What is a binding death benefit nomination?
A BDBN is a formal directive you give to your superannuation fund, specifying who should receive your superannuation benefits when you pass away. If the nomination is valid, your fund is legally required to follow your instructions. This provides peace of mind that your super will be distributed according to your wishes.
Without a binding nomination, your super fund has discretion over who receives your benefits. This could result in your super being allocated in a way that doesn’t reflect your intentions. In such cases, the fund typically follows legal guidelines around eligible dependants.
The three-year expiry rule
Most BDBNs expire after three years, meaning they must be renewed periodically to remain valid. If your nomination lapses and isn’t updated, your super fund will again have the authority to decide who receives your benefits.
To avoid this, many people set reminders to review their nomination every few years. Significant life changes—such as marriage, divorce, or the birth of children—are also ideal times to revisit and update your BDBN.
Non-lapsing binding nominations
Some super funds offer non-lapsing binding nominations, which do not expire. Once you make a valid non-lapsing nomination, it remains in place unless you choose to change or cancel it.
However, not all super funds offer this option, and each fund has its own rules about how non-lapsing nominations work. It’s important to check with your fund to see if you can make one and whether any conditions apply.
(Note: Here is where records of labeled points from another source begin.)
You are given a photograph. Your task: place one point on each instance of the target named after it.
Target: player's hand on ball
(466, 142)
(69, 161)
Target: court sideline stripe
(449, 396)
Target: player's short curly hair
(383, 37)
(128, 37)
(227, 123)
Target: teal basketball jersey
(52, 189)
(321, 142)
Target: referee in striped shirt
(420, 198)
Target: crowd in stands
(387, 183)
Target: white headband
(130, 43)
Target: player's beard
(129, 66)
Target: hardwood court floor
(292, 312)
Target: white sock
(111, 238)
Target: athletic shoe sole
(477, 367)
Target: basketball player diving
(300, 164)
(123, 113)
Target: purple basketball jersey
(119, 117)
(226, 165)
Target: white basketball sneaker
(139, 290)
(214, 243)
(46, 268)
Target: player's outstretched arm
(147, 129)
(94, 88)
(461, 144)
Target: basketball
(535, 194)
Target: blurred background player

Binding nominations in SMSFs
If you have a self-managed super fund (SMSF), the rules around BDBNs can be different. Unlike large super funds, where trustee discretion is limited by the rules of the fund and superannuation laws, SMSFs can have more flexibility. Some key differences include:
- No automatic expiry: In many SMSFs, binding nominations do not expire unless the trust deed specifically states otherwise. This is different from retail and industry super funds, where nominations often expire after three years.
- Customised rules: The rules about binding nominations in an SMSF depend on the trust deed, which is the legal document that governs the fund. Many SMSFs allow non-lapsing nominations, while others may require regular updates. Also, some SMSFs allow cascading nominations i.e., instructing the fund to pay a death benefit to a secondary beneficiary if the primary beneficiary predeceases the member.
- Trustee control: Since SMSF trustees are usually fund members themselves, there can be potential conflicts of interest when deciding how to distribute super benefits. A well-structured binding nomination can help prevent disputes among family members.
If you have an SMSF, it’s crucial to check your trust deed and ensure your nomination aligns with the fund’s rules.
Who can you nominate?
When making a binding nomination, you can’t just choose anyone – you must nominate one or more ‘eligible beneficiaries’. These include your:
- Spouse (including de facto and same sex partners)
- Children (including adopted or stepchildren)
- Financial dependants (such as someone who relies on you financially)
- Interdependents – someone you share an interdependent relationship with (such as a person you live with, have a close bond with, and where one or both of you provide financial assistance, domestic support, and personal care)
- Legal personal representative (your estate, so your super is distributed according to your will)
If you nominate someone who isn’t eligible, your nomination will be considered invalid, and the super fund trustee will decide who receives your super.
How to make a valid binding nomination
To ensure your nomination is legally binding, follow these steps:
- Check your fund’s rules: different funds have different requirements for binding nominations.
- Complete the required form: your super fund will have a specific binding nomination form you need to fill out.
- Nominate a dependant or legal personal representative
- Ensure the proportions add up to 100%
- Sign and date it in the presence of two independent witnesses (over 18 and not beneficiaries)
- Submit the completed form to your super fund
Final thoughts
A BDBN is an essential tool for ensuring your superannuation is distributed according to your wishes. If you don’t have one in place, or if yours has expired, your super fund may decide who gets your money – and it might not be who you intended.
Whether you choose a standard nomination with a three-year expiry, a non-lapsing nomination, or an SMSF-specific arrangement, keeping your nomination up to date is key. Take the time to review your super fund’s rules and ensure your hard-earned super goes to the ones you love.